Our project will involve training an agent to navigate a environment filled with dangerous traps and obstacles to overcome. The agent’s goal is safely walk through an environment filled with hot lava and numerous traps. The map design includes different paths the agent can take with different consequences and results. Pressure plates are planted in the environment to allow our agent to make it across the lava safetly. The catch is, some of the pressure plates create a path across the dangerous lava and some do nothing to help. The helpful pressure plates will be labeled with strips of diamond blocks. We wanted to challenge our agent by changing up which pressure plates would help him during his missions. These changes can be visually seen by the changing locations of the diamond strips. We created 4 different map variations that can be seen below.
The agent’s action space only contains 3 actions, move forward, strafe left and strafe right. Using Malmo along with the PPO Reinforcement Learning algorithm the agent will take in a state which includes information about the agent’s surrounding environment. The agent’s observation allows the agent to know where the lava blocks are and where the diamond blocks. Giving the agent information related to the diamond blocks was our way of helping the agent learn which pressure plates would lead to more successful missions given the fact that the map changes across the different missions. The agent’s reward for any one mission will be depend on how close the agent was to the goal location by the end of mission’s running time. For this stage in our project we decided to change how the reward was being administered to our agent. In our previous report, we gave the agent one big reward at the end indicating how close he was to the goal during that particular mission. This time around we’re giving him multiple small rewards during the mission in the hopes of improving the quality of our agent’s learning.

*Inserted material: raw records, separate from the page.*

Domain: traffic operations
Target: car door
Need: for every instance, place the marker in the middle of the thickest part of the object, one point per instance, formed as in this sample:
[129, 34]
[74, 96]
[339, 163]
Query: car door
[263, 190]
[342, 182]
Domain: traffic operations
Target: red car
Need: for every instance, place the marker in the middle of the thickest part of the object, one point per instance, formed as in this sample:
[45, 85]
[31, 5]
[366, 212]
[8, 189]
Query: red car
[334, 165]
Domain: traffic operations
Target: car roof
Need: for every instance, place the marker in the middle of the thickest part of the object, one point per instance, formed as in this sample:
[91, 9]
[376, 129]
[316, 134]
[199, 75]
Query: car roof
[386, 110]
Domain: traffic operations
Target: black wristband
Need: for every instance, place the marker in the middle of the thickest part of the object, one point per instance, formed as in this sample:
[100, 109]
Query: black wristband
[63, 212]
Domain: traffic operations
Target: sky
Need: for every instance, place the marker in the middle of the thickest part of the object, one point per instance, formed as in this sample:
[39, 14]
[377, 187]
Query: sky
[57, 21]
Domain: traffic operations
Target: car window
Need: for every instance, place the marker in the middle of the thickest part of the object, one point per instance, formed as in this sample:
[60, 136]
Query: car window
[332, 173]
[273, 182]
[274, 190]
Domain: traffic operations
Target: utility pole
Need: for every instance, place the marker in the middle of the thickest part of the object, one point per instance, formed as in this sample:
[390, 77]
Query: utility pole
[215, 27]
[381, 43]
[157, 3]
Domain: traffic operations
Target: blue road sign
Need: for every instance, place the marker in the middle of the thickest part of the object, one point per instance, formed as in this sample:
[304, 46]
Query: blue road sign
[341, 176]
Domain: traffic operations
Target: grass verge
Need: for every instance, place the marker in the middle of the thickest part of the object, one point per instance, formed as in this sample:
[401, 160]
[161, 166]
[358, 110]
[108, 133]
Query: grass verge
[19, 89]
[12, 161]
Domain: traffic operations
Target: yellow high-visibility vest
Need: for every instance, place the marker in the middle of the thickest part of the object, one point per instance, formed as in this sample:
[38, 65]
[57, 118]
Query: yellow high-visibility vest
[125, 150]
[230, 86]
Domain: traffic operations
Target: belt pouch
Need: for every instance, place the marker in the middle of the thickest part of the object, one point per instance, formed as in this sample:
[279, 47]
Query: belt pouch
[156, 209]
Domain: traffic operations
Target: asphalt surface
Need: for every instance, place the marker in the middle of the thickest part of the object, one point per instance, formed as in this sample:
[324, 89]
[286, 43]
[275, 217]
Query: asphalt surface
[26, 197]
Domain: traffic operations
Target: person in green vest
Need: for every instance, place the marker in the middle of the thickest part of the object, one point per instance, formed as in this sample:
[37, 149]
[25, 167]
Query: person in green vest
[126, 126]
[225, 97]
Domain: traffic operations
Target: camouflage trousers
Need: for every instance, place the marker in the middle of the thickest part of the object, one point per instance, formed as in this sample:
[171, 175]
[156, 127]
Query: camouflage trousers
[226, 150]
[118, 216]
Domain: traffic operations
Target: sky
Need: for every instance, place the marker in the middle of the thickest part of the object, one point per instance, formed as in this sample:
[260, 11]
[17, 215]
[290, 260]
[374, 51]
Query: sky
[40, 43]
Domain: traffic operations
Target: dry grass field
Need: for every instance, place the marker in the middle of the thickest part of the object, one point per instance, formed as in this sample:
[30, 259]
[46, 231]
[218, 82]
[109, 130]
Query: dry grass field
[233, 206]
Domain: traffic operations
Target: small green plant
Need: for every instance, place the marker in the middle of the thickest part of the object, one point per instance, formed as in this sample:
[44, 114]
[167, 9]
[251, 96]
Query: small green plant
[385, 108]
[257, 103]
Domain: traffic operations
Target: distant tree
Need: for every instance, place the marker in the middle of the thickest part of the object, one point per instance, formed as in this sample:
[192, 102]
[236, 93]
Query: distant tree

The problem is not particularly trivial to solve using brute force algorithms or some form of scripted method because the maps are complex and the agent has limited information related to the dangerous environemnt around him. And additionally, the maps are rotated randomly, making it impossible to use a discrete algorithm to solve such a stochastic problem. ML/RL algorithms can help solve these problems faster since it can learn and improve from experience over time. This allows the agent to take more practical actions in less predictable dynamic environments.
In the status report, we allowed the agent to move forward, backward, turn left and turn right. We gave the agent reward for each step that took him closer to the goal rather than one big reward when he reached the goal.
Punishment for falling into lava:
Change from coordinates to grid observation:
Change back to discrete from continous and the removal of walking backward
The agent will receive one point each time he is one step closer to the goal, and if he falls into the lava, he will die immediately and consequently fail the misson. The experiment will be conducted by letting the agent finds his way through 4 different maps, which are chosen randomly each mission.
Result Graph
Overall, with enough training time the agent in both experiments were able to reach points closer to the goal compared to when they started their training. For the single map experiment specifically, the agent had some streaks of being able to make it to the goal decently consistently. However, even at these later stages of training, the agent was still prone to making mistakes at all stages of the mission. This was the best result we were able to achieve with our current environment setup. Our dream for this final project was to try to train our agent on multiple dynamic environments. This is why we created the variations of the original dynamic environment to rotate through while training our agent. Unfortunately the agent had a much harder time training in these circumstances for more than one reason. The obvious reason is that its harder for the agent to learn if the map changes between missions. The second reason is a more technical reason. We noticed that Malmo takes a decent amount of time loading up a map that is different from the map used in the previous mission. We believe this is because Malmo can only keep a single map in its “memory” at a time which makes constantly switching maps a decently large time cost.